27/02/2020
Matteo Favi nasce a Milano il 28/04/1972.
Si diploma al "Primo Liceo Artistico Statale di Milano", instaurando un rapporto di amicizia con il maestro di disegno e mentore Carlo Filosa, vincitore della biennale di Venezia nel 1976.
Il Filosa negli anni dell'Accademia a Roma frequenta i circoli di Pasolini, Elsa Morante e Moravia e lì conosce Renato Guttuso, con il quale instaura un rapporto di amicizia che lo porta a diventare piuttosto assiduo nello studio romano dell’artista.
Nel 1993 lascia l'Accademia di Brera e si occupa di grafica pubblicitaria e illustrazione, collaborando con testate della Mondadori e iniziative grafiche della Regione Lombardia; la pittura rimane comunque il suo mezzo favorito di espressione artistica e continua a coltivarla, frequentando assiduamente lo studio di Carlo Filosa.
Inevitabile la contaminazione pittorica del maestro Filosa, evidente soprattutto nella scelta dei colori, forti e accesi.
Se Filosa è, a detta dello stesso Favi, il primo ispiratore della sua pittura, è altresì innegabile il legame dell’artista con l’espressionismo europeo, da Munch a Kirchner e Kokoschka, mentre le figure tribali di alcune sue tele ci ricordano i volti che popolano la pittura di Basquiat. E non è solo nelle figure la somiglianza con il pittore americano: li accomuna un’urgenza di dipingere che si rivela nel gesto pittorico, materico, denso, deciso, e nella creazione incessante, espressione concreta del travaglio interiore che solo nell’arte trova sollievo.
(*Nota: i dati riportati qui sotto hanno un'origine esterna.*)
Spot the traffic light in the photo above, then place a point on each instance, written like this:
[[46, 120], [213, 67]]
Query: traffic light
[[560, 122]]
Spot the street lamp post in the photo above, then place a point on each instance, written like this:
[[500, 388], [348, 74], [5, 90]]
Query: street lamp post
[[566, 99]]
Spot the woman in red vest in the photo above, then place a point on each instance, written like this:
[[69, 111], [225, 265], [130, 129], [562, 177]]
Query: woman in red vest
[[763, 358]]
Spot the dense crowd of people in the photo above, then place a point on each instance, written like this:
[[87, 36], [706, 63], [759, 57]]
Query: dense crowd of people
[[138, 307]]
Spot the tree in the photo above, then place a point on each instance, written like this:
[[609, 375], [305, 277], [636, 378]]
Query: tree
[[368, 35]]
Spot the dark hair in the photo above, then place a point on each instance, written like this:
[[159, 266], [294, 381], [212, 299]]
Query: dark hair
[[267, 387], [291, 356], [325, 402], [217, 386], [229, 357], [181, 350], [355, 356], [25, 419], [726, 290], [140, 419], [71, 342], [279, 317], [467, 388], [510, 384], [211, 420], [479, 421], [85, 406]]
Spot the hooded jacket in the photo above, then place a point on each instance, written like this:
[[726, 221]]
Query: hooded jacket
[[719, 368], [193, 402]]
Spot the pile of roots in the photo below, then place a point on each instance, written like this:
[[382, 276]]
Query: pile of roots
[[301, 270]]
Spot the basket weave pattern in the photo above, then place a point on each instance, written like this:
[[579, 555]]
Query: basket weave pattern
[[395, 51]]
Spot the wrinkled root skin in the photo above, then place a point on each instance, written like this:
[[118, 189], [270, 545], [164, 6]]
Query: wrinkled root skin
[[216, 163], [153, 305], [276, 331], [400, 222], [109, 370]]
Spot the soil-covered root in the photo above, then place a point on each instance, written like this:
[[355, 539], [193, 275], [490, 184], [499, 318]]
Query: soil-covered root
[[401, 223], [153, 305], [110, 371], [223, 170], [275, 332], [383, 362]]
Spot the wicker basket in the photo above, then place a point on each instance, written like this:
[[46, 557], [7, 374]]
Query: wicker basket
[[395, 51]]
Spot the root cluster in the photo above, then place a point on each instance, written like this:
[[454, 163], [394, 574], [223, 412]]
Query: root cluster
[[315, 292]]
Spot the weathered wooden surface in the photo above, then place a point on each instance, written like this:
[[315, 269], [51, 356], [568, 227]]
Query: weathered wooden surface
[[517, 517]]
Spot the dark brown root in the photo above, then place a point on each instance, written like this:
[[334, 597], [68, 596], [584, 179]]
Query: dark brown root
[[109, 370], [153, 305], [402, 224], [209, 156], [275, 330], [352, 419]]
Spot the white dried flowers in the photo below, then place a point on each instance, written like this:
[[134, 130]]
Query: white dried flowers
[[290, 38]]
Come per ogni artista, inscindibile è il legame di Favi con la sua biografia: se a un periodo di maggiore travaglio psicologico corrisponde una pittura più caotica ed immediata, dove il soggetto e la cura del segno pittorico sono sacrificati all’urgenza di buttare fuori da sé i mostri che tormentano l’io interiore, con il recupero di una dimensione più serena i quadri di Matteo diventano più “ragionati” e riflettono un maggiore equilibrio tra tecnica ed ispirazione.
I carboncini e i soggetti rappresentati nelle ultime opere di Favi testimoniano il ritorno dell’artista alla rivisitazione del figurativo in chiave espressionista.